Feld also talks about the body in mind; he mentions Bergson's thoughts on the perception that feeds on past experiences and memories and Casey's statement that the body, which is moving in a place, imports its past experiences into the present. Based on these two thoughts, Feld explains that acoustemology not only looks at sound as a source of information but also at the place and the environment. The place where sounds are created and consumed has cultural and social importance for that community, and the people also shape the acoustic properties of the place in it.
New York City has a multicultural structure that includes various cultures and elements of these cultures, such as art, languages, foods, and religions. It is also known as the city that never sleeps, partly due to the city never being silent. Anyone who listens to my soundscape will understand the dynamic structure of New York City, with the music, siren, and subway sounds it contains.
Experience is subjective
Kant is one of the philosophers who work on sensing the world; according to him, every person perceives the world differently.
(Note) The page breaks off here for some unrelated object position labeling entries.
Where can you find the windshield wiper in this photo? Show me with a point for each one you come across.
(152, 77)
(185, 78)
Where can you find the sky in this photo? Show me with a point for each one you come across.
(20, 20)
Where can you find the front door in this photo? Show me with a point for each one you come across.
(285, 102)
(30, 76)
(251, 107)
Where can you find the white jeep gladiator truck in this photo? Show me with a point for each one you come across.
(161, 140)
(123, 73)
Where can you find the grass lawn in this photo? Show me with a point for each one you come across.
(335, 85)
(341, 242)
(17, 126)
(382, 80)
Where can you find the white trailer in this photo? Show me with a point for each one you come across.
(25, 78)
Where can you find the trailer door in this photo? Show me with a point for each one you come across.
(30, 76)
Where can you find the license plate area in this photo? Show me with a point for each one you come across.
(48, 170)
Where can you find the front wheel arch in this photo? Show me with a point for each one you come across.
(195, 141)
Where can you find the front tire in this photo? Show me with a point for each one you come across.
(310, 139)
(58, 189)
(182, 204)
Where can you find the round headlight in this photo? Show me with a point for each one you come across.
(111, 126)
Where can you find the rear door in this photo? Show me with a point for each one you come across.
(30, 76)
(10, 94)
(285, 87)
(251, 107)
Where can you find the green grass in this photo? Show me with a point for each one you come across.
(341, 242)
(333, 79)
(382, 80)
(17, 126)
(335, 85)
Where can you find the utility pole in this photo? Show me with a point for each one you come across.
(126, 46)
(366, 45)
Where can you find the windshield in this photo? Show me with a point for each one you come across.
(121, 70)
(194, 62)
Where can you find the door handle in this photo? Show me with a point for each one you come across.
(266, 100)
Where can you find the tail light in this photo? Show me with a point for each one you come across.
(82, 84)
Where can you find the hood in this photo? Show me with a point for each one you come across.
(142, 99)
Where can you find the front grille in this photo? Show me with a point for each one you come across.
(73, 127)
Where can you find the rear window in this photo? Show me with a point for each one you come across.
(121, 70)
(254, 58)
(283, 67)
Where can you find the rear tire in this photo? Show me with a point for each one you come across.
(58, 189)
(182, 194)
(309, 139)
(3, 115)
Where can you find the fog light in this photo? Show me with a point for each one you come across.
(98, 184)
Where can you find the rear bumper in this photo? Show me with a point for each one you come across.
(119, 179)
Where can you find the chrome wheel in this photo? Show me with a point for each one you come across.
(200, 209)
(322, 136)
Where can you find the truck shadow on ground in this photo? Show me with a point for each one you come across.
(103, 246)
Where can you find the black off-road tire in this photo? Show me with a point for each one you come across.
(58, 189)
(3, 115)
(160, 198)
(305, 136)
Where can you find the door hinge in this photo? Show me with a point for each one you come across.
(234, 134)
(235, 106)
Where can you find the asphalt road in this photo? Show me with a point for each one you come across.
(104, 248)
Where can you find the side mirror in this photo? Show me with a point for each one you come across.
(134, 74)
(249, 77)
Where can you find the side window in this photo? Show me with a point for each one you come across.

Similar to Schaffer's ways of hearing, Maquet talks about different ways of looking at art and experiencing it. Both Schaffer and Maquet talk about how the experience differs from person to person.
At this point, I would like to ask once again the questions suggested by Schaffer:
“Who’s listening?
What are they listening to?
What are they ignoring or refusing to listen to?”
Through my soundscape recording, inferences about New York City will differ depending on the listener's relationship with the city.
Whose New York City?
The sound that dominates my soundscape and probably many others in New York City is the sound of the subway. Feld states the importance of water for Kaluli people because it is "always heard even when it cannot be seen," and he highlights the water's acoustic and visual presence.
The subway has a similar importance for New York City. The subway is, too, "always heard even when it cannot be seen." Due to having an extensive transportation network, the subway forms a large part of city life and experience. The New York City Subway is a hub for New Yorkers; this causes the life above ground to be moved underground, which can also be heard in my soundscape recording.
As a social place, the subway allows conversations to continue while moving within the city. In the subway, a conversation between friends, a singing drunk person, and arguments among people can be encountered. Another example of life underground is the performances of musicians and dancers, who can be frequently encountered on the streets of New York.
New York is crowded; people running to work and tourists wandering the streets create a dynamic city. With crowd comes noise; as one of the most densely populated cities in the world, for NYC to be a loud city would not surprise many. However, "my" New York City also has silence. A non-New Yorker would be surprised about the silence in my soundscape, but I bet New Yorkers will agree that New York also has its silence.
Similarly, my soundscape has multiple languages and religious practices. A listener would think about the multicultural environment in New York. However, a New Yorker might also try and guess the location of where the sound was recorded according to the language or religious sounds heard in the recording.
As Erlmann suggests, the interaction established through hearing is also very effective in understanding culture. Feld thinks that an ethnography should include the voices that people hear every day. The sounds of New York City, traffic, construction, and sirens, may resemble the sounds of a typical big city. However, when listened carefully, it can be noticed that it carries essential clues about the City's culture. Insights may differ depending on who is listening to the sounds and what people want to hear. I think my soundscape will give most people an idea of what it's like to be in the City that never sleeps.
Well, what are you listening to?
What sound do you hear in your environment?
What does your city sound like?
If you create a soundscape of your city, I would love to hear and talk about it!